A New Wave of Materials Redefines Implant Performance

Material innovation continues to enhance what orthopedic implants, instruments and devices can do. Specialty metals, bioresorbable polymers, advanced plastics and bioceramics are evolving to meet increasing performance demands.

Recent developments from six orthopedic contract suppliers highlight the ways that material science continues to evolve and expand what’s possible in the development of difference-making new products.

EU MDR-compliant Stainless Steel

Industry trends suggest that medical device manufacturers are shifting their focus away from European markets and concentrating R&D efforts in other regions. Future innovations could therefore progress through other regulatory frameworks, such as FDA.

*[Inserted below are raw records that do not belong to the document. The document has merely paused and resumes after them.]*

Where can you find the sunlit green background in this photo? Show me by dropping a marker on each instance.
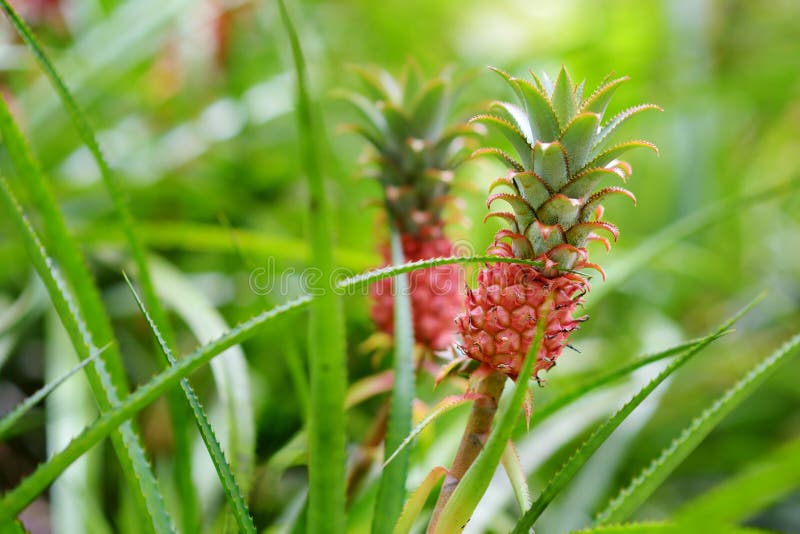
(193, 103)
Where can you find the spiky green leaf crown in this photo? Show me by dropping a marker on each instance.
(563, 154)
(405, 120)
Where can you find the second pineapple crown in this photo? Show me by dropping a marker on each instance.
(562, 153)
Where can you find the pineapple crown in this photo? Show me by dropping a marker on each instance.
(416, 151)
(563, 154)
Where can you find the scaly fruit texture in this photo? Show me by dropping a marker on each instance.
(555, 191)
(414, 158)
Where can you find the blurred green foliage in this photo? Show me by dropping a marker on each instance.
(193, 104)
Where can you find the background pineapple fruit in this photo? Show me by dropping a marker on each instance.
(414, 156)
(555, 189)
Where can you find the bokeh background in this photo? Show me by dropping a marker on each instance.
(193, 104)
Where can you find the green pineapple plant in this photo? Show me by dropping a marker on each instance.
(415, 152)
(555, 184)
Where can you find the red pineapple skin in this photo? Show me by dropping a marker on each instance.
(435, 292)
(499, 323)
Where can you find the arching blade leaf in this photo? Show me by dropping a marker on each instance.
(756, 487)
(665, 528)
(392, 486)
(599, 436)
(442, 407)
(326, 331)
(87, 135)
(226, 476)
(104, 376)
(640, 488)
(18, 498)
(551, 407)
(230, 370)
(11, 418)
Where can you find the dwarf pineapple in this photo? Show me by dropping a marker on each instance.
(415, 154)
(562, 157)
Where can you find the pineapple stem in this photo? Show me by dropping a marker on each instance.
(475, 435)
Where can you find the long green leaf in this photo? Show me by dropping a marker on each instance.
(326, 421)
(87, 135)
(11, 418)
(472, 486)
(197, 237)
(757, 486)
(578, 392)
(230, 372)
(105, 377)
(414, 505)
(392, 487)
(641, 487)
(599, 436)
(665, 528)
(16, 500)
(232, 492)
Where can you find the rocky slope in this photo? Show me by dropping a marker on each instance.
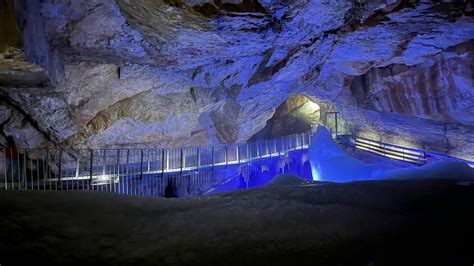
(190, 72)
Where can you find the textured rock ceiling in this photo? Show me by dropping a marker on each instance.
(170, 73)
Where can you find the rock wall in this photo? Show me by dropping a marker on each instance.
(171, 73)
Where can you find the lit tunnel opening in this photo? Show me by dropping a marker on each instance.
(297, 114)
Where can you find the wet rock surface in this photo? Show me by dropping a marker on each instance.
(171, 73)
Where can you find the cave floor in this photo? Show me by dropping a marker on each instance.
(416, 222)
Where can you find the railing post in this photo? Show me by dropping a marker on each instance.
(148, 160)
(104, 159)
(258, 149)
(248, 153)
(182, 162)
(141, 164)
(212, 157)
(91, 163)
(162, 163)
(266, 148)
(198, 155)
(6, 168)
(226, 155)
(238, 154)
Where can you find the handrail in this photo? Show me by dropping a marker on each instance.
(408, 154)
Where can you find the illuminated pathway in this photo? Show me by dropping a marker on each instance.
(192, 170)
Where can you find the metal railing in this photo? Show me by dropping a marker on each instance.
(138, 171)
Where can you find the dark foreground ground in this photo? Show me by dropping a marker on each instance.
(364, 223)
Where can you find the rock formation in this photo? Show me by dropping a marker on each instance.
(108, 73)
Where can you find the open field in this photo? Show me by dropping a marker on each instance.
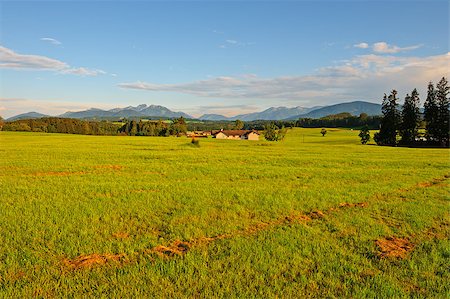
(99, 216)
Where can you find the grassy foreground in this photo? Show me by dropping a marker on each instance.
(94, 216)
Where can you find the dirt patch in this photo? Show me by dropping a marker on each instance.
(143, 191)
(434, 182)
(91, 260)
(425, 184)
(58, 173)
(113, 167)
(393, 247)
(121, 235)
(179, 248)
(316, 214)
(439, 230)
(296, 218)
(176, 249)
(352, 205)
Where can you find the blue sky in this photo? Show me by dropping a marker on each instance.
(223, 57)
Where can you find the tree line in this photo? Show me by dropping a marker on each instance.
(154, 128)
(404, 123)
(62, 125)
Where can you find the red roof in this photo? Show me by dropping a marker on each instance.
(235, 132)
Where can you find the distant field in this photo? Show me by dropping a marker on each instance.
(118, 216)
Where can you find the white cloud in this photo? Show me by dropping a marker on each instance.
(383, 47)
(12, 60)
(362, 77)
(14, 106)
(361, 45)
(81, 71)
(52, 41)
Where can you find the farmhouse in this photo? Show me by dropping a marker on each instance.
(198, 134)
(236, 134)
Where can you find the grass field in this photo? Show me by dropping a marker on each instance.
(94, 216)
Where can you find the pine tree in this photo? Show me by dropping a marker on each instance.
(364, 134)
(390, 121)
(410, 118)
(431, 114)
(442, 91)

In that context, it wouldn’t be surprising to see contract manufacturers and OEMs experiment with alternative materials in non-European markets, effectively using those regions as proving grounds for innovation. This dynamic creates an opportunity to advance new material solutions in the U.S. and other markets that operate under different regulatory systems.

To that end, Carpenter Technology is advancing alternatives to traditional cobalt chrome with BioDur 108, a nitrogen-strengthened, nickel- and cobalt-free austenitic stainless steel.

BioDur 108 achieves wear resistance comparable to cobalt chrome molybdenum, and pin-on-disc testing over one million cycles showed similar mass loss and surface roughness, making the material a scalable and practical option for articulating components.

The material is designed to address tightening global regulations, particularly under EU MDR, as orthopedic OEMs look to innovate device designs.

Cobalt is now classified as a carcinogen, mutagen and reproductive toxin. From a chemical compliance standpoint, any device containing 0.1% cobalt or more must carry a warning label, which directly affects many alloys traditionally used in orthopedic implants, including stainless steels and cobalt chrome.

By eliminating nickel and cobalt from the material composition equation, BioDur complies with EU MDR regulations and is optimized for mechanical performance, allowing OEMs to move forward with new product development projects without sacrificing design freedom or clinical performance.

High-performance Plastics

Ensinger recently received a Gold-level Environmental Excellence Award from the International Association of Plastics Distribution because of its commitment to responsible manufacturing. In addition to being recognized for its sustainability leadership, the company is expanding the role of advanced polymers.

Ensinger offers TECAPEEK MT XRO Blue, an X-ray opaque, biocompatible PEEK tailored for complex orthopedic applications. Beyond solid polymers, Ensinger is also engineering particle foams made from high-performance thermoplastics such as PEEK, PESU and polycarbonate.

The foams combine lightweight design and energy absorption with the mechanical and thermal performance of engineering plastics for structural components that combine weight reduction and durability.

Expanding Biomaterials Portfolio

Evonik recently signed a supply agreement with SINTX Technologies enabling Evonik to manufacture SINTX’s proprietary silicon nitride–PEEK (SiN/PEEK) compound that’s designed for the AI-assisted additive manufacturing of patient-specific implants. The agreement enables immediate production using SINTX’s existing U.S. infrastructure and supports both humanitarian-use spine implants and future regulatory clearances.

Evonik’s RESOMER bioresorbable polymers include polycaprolactone (PCL), polylactic acid (PLA) and polylactic-co-glycolic acid (PLGA) offer biodegradable options for numerous applications, including screws, suture anchors and fracture plates. The company’s VESTAKEEP PEEK is a solid option for producing spinal implants due to its bone-like properties and radiolucency, which allows surgeons to place implants accurately during surgery and monitor the patient healing process.

Looking ahead to 2026, Evonik is focused on developing VECOLLAN, a recombinant, non-animal-derived collagen-like biomaterial that the company introduced in September. VECOLLAN features tunable properties, high purity levels and sustainable production with a fermentation-based process that can be used to produce hydrogels that capitalize on collagen’s role in tissue regeneration.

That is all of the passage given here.